怪盗ダイアモンド2

周りはみんな困惑顔。

まぁ男の子じゃ分かんないよね……

「蝶羽くん、分かる?」

音遠くんも真剣。

「当然。母さんに鍛えられたし、目利きは出来るよ。でも問題なのは、それがどこにあるのか」

母さんの教えをありがたく思いながら、私は周囲を見渡す。

テーブルに乗ってる花瓶の宝石はイミテーションだし、参加者が付けてるアクセサリーにも無い。

もうこの間に制限時間半分切った。

落ち着いて落ち着いて、怪盗ダイアモンド。

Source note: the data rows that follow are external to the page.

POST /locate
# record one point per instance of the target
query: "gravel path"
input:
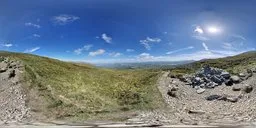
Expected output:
(192, 108)
(12, 101)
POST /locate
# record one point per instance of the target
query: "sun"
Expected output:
(213, 29)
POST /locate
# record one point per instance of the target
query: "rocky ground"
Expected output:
(12, 101)
(228, 104)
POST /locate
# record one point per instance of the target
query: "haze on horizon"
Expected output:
(128, 31)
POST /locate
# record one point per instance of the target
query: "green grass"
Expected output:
(69, 90)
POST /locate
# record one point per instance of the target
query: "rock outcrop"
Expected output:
(12, 103)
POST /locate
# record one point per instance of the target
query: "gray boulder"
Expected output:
(172, 93)
(229, 82)
(241, 75)
(11, 74)
(247, 88)
(235, 79)
(232, 99)
(225, 75)
(200, 91)
(216, 80)
(237, 88)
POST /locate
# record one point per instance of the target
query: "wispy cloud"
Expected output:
(32, 25)
(64, 19)
(198, 30)
(84, 48)
(239, 36)
(7, 45)
(228, 46)
(115, 54)
(130, 50)
(205, 47)
(145, 57)
(36, 35)
(180, 50)
(97, 52)
(106, 38)
(200, 37)
(148, 41)
(32, 50)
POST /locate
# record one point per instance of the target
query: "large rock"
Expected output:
(213, 97)
(236, 87)
(229, 82)
(247, 88)
(200, 91)
(172, 93)
(241, 75)
(232, 99)
(3, 67)
(235, 79)
(225, 75)
(215, 79)
(12, 74)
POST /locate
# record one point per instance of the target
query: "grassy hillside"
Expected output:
(233, 64)
(60, 89)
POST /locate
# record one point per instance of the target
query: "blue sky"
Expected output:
(128, 30)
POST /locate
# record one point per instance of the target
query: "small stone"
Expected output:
(3, 70)
(247, 88)
(235, 79)
(236, 88)
(241, 75)
(196, 112)
(172, 93)
(232, 99)
(174, 89)
(12, 74)
(249, 71)
(225, 75)
(229, 82)
(213, 97)
(200, 91)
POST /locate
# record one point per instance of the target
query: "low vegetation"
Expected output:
(65, 90)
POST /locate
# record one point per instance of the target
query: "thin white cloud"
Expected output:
(148, 41)
(84, 48)
(145, 57)
(239, 37)
(106, 38)
(200, 37)
(115, 54)
(180, 50)
(36, 35)
(130, 50)
(97, 52)
(32, 50)
(32, 25)
(198, 30)
(205, 47)
(64, 19)
(228, 46)
(7, 45)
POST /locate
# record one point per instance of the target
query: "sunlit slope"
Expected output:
(60, 89)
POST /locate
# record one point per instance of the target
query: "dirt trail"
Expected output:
(178, 110)
(12, 103)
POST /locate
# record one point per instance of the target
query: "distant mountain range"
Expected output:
(144, 65)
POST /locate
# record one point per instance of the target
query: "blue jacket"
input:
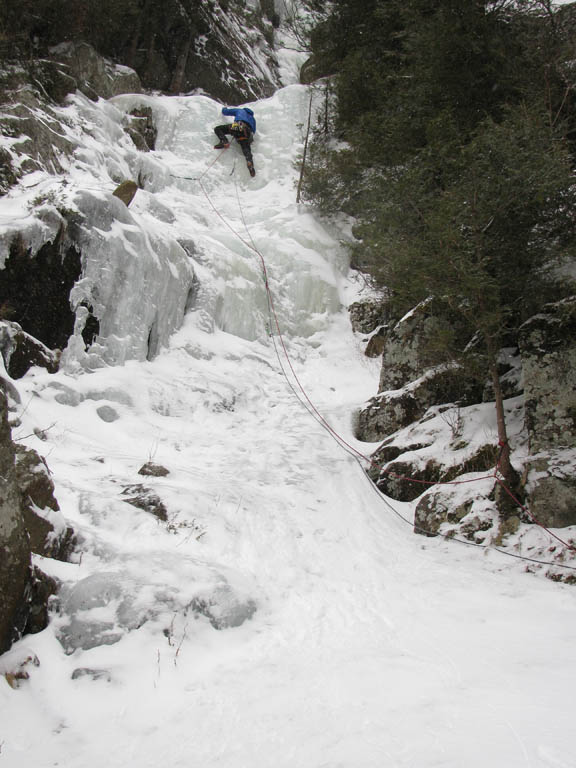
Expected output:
(241, 113)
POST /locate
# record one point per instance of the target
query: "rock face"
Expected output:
(409, 384)
(30, 522)
(20, 351)
(15, 572)
(548, 349)
(93, 74)
(35, 289)
(405, 354)
(367, 316)
(388, 412)
(47, 531)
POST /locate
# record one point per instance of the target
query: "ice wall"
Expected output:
(135, 281)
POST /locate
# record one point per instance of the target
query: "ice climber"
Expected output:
(242, 129)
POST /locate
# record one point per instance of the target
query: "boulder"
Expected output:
(35, 293)
(443, 510)
(142, 128)
(126, 191)
(388, 412)
(407, 478)
(406, 349)
(366, 316)
(551, 488)
(20, 351)
(47, 530)
(15, 563)
(548, 348)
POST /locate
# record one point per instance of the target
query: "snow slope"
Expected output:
(344, 641)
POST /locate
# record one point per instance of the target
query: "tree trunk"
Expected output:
(507, 506)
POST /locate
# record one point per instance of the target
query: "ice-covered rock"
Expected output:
(136, 281)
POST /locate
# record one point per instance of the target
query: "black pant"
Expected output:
(243, 136)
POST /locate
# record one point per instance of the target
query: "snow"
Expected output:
(283, 614)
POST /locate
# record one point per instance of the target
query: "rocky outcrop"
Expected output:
(406, 353)
(548, 349)
(35, 293)
(15, 565)
(30, 522)
(147, 500)
(391, 411)
(367, 316)
(20, 351)
(409, 385)
(36, 131)
(443, 510)
(93, 74)
(405, 475)
(48, 533)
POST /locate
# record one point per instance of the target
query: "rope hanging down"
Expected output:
(302, 396)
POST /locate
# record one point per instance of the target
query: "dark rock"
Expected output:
(95, 75)
(37, 495)
(145, 499)
(20, 351)
(376, 343)
(391, 411)
(91, 325)
(42, 588)
(407, 479)
(548, 349)
(551, 487)
(438, 507)
(366, 316)
(155, 470)
(406, 353)
(36, 287)
(126, 192)
(14, 544)
(510, 374)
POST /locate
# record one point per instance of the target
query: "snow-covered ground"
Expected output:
(283, 615)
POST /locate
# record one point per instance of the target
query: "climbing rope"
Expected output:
(300, 392)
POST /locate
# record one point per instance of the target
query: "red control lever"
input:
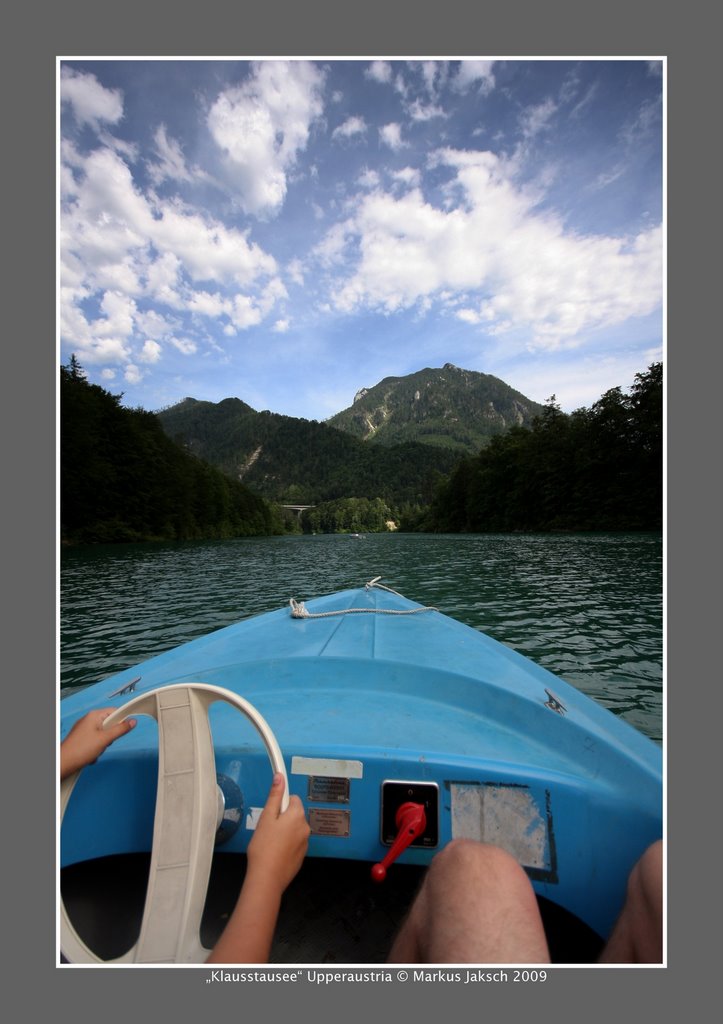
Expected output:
(411, 820)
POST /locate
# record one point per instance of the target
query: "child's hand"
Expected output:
(87, 739)
(279, 844)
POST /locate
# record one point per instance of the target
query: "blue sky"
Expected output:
(289, 231)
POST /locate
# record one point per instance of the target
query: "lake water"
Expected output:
(588, 607)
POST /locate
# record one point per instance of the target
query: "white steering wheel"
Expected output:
(184, 825)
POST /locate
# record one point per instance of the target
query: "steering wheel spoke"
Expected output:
(184, 825)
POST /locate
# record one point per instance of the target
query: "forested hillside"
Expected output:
(595, 469)
(122, 478)
(449, 407)
(297, 461)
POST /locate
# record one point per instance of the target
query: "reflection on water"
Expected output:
(588, 607)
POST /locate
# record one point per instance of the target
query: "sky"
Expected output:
(288, 231)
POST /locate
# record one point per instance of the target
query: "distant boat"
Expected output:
(367, 701)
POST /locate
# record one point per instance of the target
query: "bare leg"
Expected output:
(476, 905)
(637, 937)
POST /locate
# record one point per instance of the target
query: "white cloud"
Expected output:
(245, 312)
(262, 125)
(151, 351)
(391, 135)
(472, 73)
(96, 350)
(536, 119)
(352, 126)
(172, 162)
(369, 178)
(408, 176)
(419, 111)
(208, 304)
(119, 313)
(91, 102)
(186, 346)
(379, 71)
(526, 272)
(296, 271)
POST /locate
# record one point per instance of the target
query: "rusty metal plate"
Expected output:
(328, 790)
(329, 821)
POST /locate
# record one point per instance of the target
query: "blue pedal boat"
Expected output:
(370, 704)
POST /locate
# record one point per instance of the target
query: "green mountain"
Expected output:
(450, 408)
(123, 479)
(296, 461)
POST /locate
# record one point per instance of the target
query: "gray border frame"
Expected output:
(690, 37)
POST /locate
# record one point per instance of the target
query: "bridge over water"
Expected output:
(298, 508)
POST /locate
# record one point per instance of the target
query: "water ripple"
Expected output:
(588, 607)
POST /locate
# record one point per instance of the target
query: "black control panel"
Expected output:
(394, 795)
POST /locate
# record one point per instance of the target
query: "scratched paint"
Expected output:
(505, 816)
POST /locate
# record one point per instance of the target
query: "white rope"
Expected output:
(299, 610)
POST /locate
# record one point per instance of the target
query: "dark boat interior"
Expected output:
(332, 912)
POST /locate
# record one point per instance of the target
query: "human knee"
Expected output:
(645, 883)
(467, 858)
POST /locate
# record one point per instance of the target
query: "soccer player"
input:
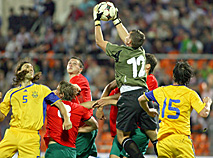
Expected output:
(28, 102)
(85, 142)
(61, 143)
(138, 135)
(175, 104)
(130, 76)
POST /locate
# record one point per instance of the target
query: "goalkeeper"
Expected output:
(130, 77)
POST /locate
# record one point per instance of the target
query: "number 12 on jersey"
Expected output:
(135, 63)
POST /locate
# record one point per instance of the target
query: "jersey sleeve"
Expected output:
(112, 50)
(5, 104)
(151, 96)
(196, 102)
(86, 115)
(51, 98)
(151, 82)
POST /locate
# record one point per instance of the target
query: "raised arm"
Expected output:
(67, 123)
(92, 125)
(143, 103)
(122, 31)
(98, 32)
(2, 116)
(109, 87)
(206, 109)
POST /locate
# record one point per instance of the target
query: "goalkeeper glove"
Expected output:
(97, 15)
(115, 19)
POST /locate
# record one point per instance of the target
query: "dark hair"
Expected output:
(152, 60)
(81, 62)
(138, 38)
(182, 73)
(68, 90)
(19, 77)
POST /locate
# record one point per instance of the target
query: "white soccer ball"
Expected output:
(108, 10)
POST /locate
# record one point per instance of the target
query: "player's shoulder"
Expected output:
(41, 86)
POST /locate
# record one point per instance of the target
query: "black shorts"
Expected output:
(130, 113)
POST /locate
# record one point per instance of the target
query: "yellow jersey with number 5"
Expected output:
(28, 105)
(175, 106)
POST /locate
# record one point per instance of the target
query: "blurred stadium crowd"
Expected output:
(170, 26)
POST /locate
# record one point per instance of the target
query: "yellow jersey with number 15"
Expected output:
(175, 106)
(28, 105)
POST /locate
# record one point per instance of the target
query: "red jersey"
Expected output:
(113, 114)
(85, 94)
(152, 84)
(81, 81)
(67, 138)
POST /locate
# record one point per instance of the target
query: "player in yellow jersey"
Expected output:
(175, 104)
(28, 102)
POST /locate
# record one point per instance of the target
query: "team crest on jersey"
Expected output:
(35, 94)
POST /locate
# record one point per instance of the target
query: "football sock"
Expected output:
(155, 148)
(131, 148)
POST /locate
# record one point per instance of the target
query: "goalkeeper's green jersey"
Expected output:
(129, 65)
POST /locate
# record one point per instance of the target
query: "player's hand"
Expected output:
(115, 19)
(97, 15)
(100, 114)
(152, 112)
(101, 103)
(207, 100)
(78, 89)
(67, 124)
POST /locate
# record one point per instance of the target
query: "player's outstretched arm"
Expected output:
(122, 31)
(88, 104)
(92, 125)
(2, 116)
(98, 32)
(206, 109)
(143, 103)
(67, 123)
(103, 102)
(109, 87)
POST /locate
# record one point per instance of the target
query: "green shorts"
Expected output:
(57, 150)
(140, 138)
(85, 144)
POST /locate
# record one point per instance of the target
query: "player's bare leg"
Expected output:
(128, 144)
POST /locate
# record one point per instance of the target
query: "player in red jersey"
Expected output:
(85, 142)
(112, 89)
(62, 143)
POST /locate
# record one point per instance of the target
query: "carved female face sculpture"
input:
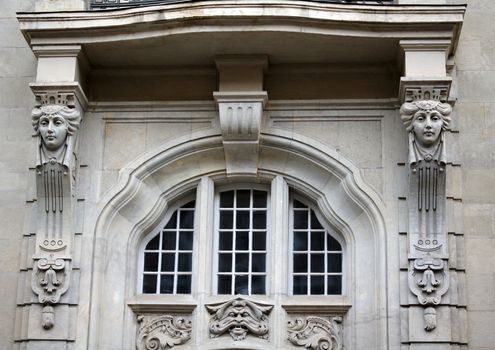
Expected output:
(53, 130)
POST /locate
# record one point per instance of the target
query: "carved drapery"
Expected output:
(55, 120)
(316, 333)
(239, 317)
(426, 118)
(162, 332)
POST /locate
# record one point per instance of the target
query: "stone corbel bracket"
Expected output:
(240, 123)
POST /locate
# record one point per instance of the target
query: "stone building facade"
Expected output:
(247, 174)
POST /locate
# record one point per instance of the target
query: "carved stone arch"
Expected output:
(148, 184)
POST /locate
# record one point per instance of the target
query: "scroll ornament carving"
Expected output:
(162, 332)
(316, 333)
(239, 317)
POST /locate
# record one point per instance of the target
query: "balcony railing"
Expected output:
(103, 4)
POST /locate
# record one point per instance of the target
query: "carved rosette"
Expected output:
(239, 317)
(162, 332)
(426, 118)
(316, 333)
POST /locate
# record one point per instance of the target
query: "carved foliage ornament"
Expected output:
(239, 317)
(162, 332)
(316, 333)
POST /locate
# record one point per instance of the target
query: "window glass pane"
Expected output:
(334, 262)
(154, 243)
(168, 242)
(317, 262)
(172, 223)
(183, 284)
(151, 262)
(242, 240)
(241, 262)
(227, 199)
(300, 219)
(243, 198)
(185, 240)
(259, 219)
(225, 263)
(300, 263)
(224, 284)
(185, 262)
(258, 284)
(166, 284)
(149, 284)
(226, 219)
(241, 284)
(300, 285)
(186, 219)
(317, 285)
(300, 241)
(259, 241)
(317, 241)
(334, 285)
(242, 219)
(259, 263)
(225, 240)
(168, 262)
(259, 199)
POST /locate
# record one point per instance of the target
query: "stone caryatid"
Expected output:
(426, 118)
(55, 120)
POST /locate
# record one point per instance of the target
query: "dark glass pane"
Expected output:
(185, 240)
(227, 199)
(300, 219)
(259, 219)
(242, 219)
(241, 285)
(259, 263)
(259, 241)
(168, 242)
(183, 284)
(317, 241)
(298, 204)
(225, 240)
(150, 261)
(317, 262)
(258, 284)
(187, 219)
(166, 284)
(149, 284)
(154, 244)
(243, 198)
(242, 262)
(185, 262)
(259, 199)
(334, 262)
(242, 240)
(168, 262)
(300, 285)
(300, 241)
(172, 223)
(317, 285)
(300, 263)
(314, 221)
(224, 284)
(226, 219)
(334, 285)
(224, 263)
(332, 244)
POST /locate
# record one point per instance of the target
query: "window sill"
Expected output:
(303, 304)
(162, 303)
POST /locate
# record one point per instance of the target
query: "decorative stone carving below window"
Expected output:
(162, 332)
(316, 333)
(239, 317)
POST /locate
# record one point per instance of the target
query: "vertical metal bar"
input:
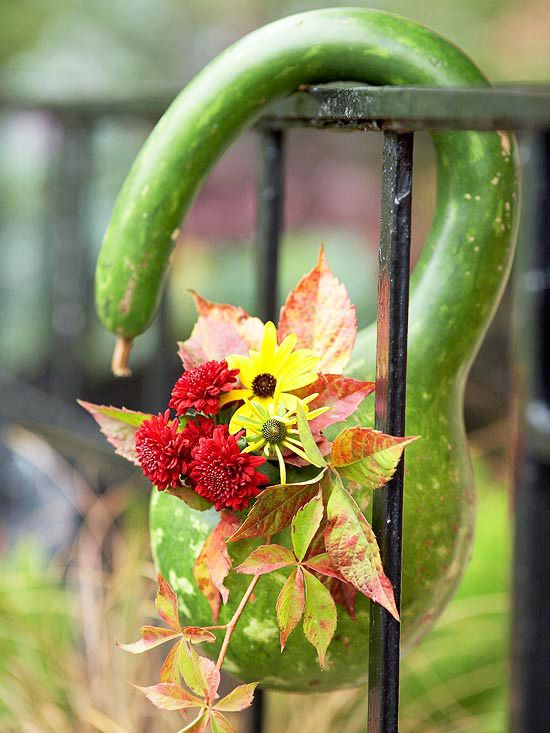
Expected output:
(269, 220)
(391, 373)
(268, 238)
(530, 701)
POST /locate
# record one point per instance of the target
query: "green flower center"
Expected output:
(264, 385)
(274, 431)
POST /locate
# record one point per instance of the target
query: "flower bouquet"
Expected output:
(253, 435)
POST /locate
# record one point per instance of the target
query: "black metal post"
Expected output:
(391, 373)
(270, 217)
(531, 597)
(268, 238)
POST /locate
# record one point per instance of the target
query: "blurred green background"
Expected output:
(82, 82)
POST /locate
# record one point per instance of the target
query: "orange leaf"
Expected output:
(321, 314)
(213, 563)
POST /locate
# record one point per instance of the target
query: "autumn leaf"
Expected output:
(265, 559)
(151, 636)
(367, 456)
(353, 549)
(319, 616)
(169, 696)
(290, 604)
(210, 339)
(249, 328)
(213, 563)
(238, 699)
(305, 524)
(342, 394)
(307, 440)
(119, 426)
(275, 507)
(321, 314)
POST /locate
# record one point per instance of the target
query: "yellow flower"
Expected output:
(274, 371)
(272, 426)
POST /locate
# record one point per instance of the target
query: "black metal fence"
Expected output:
(398, 113)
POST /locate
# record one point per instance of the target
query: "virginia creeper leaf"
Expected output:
(353, 549)
(320, 313)
(220, 724)
(307, 440)
(119, 426)
(168, 696)
(275, 507)
(238, 699)
(367, 456)
(213, 563)
(167, 604)
(210, 339)
(249, 328)
(198, 725)
(265, 559)
(151, 636)
(290, 604)
(305, 524)
(322, 564)
(319, 616)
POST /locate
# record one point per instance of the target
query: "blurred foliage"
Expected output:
(60, 671)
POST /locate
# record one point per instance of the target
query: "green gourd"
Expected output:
(455, 289)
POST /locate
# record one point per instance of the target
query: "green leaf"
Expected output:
(265, 559)
(319, 617)
(290, 604)
(307, 440)
(275, 507)
(238, 699)
(305, 524)
(220, 724)
(119, 426)
(368, 456)
(168, 696)
(353, 549)
(167, 604)
(151, 636)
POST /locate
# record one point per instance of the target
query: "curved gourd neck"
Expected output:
(463, 268)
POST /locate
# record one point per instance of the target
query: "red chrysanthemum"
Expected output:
(202, 387)
(222, 474)
(197, 428)
(160, 450)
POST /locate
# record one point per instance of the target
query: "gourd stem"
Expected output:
(121, 357)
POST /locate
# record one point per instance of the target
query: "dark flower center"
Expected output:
(264, 385)
(274, 431)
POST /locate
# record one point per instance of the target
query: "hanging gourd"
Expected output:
(455, 289)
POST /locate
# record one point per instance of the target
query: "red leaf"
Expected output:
(275, 507)
(249, 328)
(367, 456)
(342, 394)
(168, 696)
(119, 426)
(319, 616)
(151, 636)
(320, 313)
(213, 563)
(265, 559)
(322, 564)
(238, 699)
(210, 339)
(167, 604)
(305, 524)
(220, 724)
(290, 604)
(353, 549)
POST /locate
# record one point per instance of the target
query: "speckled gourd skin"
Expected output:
(454, 291)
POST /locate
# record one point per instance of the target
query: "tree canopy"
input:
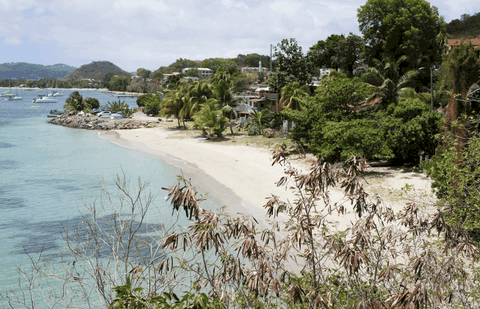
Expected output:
(338, 52)
(291, 65)
(394, 28)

冷静にならなきゃ答えは永遠に出てこない。

宝石……宝石……あ!

「音遠くん、舞台に登って!染子さんのところ!」

「え?あ、うん、分かった」

舞台に登り、染子さんの所へ辿り着いた瞬間、タイムリミットのブザーが鳴った。

辿り着いた人は……私達を含めて十人。

「それでは、正解発表!六月の誕生石はパール。つまり真珠。私のネックレスにありました。つまり、舞台に上がった十人が正解です!」

「ぃよっしゃあ!!」

「やったー!」

「やりぃ!」

正解者は思い思いに喜び勇む。

私も釣られて名前も知らない男の子達とハイタッチを交わした。